LONDON - U.S. bank JPMorgan said it will exclude Huawei's dollar bonds from some its most influential investment indices from the end of next month, following the latest ratcheting up of U.S. sanctions on Chinese technology firms.

U.S. President Joe Biden's administration issued a new executive order last week banning U.S. entities from buying or selling the publicly-traded securities of 59 Chinese companies with alleged ties to defense or surveillance. 

"Huawei USD-denominated bonds will be excluded from J.P. Morgan fixed income indices (including the CEMBI and JACI families) since the issuing entities for these securities (Proven Glory Capital Ltd. and Proven Honour Capital Ltd.) are explicitly named and in scope of the Amended Order," JPMorgan said in a note to index users late on Tuesday.

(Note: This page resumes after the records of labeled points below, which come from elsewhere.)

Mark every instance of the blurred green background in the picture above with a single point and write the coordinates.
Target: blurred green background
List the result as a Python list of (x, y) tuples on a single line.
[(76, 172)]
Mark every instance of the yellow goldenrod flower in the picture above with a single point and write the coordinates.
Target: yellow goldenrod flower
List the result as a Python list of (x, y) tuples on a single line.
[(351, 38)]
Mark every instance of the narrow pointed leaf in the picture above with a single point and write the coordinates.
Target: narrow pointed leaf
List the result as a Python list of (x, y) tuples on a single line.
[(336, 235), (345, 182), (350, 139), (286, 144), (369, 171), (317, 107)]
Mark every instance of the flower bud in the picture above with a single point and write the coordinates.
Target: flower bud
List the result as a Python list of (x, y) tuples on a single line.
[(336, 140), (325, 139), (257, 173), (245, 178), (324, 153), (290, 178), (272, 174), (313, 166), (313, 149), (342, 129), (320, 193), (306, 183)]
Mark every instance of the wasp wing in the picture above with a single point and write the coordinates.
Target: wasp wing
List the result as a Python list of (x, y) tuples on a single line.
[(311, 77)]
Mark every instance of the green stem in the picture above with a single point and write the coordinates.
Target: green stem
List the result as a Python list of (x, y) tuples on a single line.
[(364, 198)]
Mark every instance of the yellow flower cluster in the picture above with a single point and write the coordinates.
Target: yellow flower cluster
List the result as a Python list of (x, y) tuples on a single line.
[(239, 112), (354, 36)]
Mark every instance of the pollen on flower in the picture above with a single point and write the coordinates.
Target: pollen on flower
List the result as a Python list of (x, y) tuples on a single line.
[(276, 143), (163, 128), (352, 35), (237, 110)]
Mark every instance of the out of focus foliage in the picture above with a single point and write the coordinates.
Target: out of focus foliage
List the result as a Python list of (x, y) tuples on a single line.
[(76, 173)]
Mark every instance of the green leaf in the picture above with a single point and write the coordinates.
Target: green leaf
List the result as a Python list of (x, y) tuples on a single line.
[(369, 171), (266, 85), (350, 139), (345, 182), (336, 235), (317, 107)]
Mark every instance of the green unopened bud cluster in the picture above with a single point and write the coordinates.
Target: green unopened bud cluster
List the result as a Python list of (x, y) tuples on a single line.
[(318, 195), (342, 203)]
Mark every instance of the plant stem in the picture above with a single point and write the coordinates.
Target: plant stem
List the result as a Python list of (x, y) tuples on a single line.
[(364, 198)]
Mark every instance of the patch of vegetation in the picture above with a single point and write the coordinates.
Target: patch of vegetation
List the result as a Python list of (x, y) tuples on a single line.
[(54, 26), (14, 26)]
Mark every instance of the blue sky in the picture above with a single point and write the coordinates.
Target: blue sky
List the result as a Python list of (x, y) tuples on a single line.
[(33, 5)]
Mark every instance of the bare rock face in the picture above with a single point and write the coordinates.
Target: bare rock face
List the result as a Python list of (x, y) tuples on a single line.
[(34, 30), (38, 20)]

It added that the exclusion would happen on July 30. Huawei's bonds currently have a 9 basis points weight in the widely-tracked CEMBI Broad Diversified index of emerging market companies, 36 bps in the Asia-focused JACI index and 38bps in the environmental, social and governance (ESG) version of the JACI.

The U.S. investment bank estimates the CEMBI and JACI index groups have more than $140 billion and $80 billion in assets benchmarked to them respectively - money which relates to the global investment funds that use these kind of indices as a shopping list of what to buy.

Huawei, which is China's leading telecommunications equipment maker, was first put on a U.S. trade blacklist in May 2019 due to national security concerns. Huawei has repeatedly denied it is a risk. 

The ban put Huawei's handset business under immense pressure. Once the world's biggest smartphone maker, Huawei is now ranked sixth, with a 4% market share in the first quarter.

JPMorgan said new and existing bonds from Huawei and Semiconductor Manufacturing International Corp will remain excluded from the indices.

Those of China National Chemical and Sinochem will remain in, meanwhile, after they were not included in last week's new sanctions list.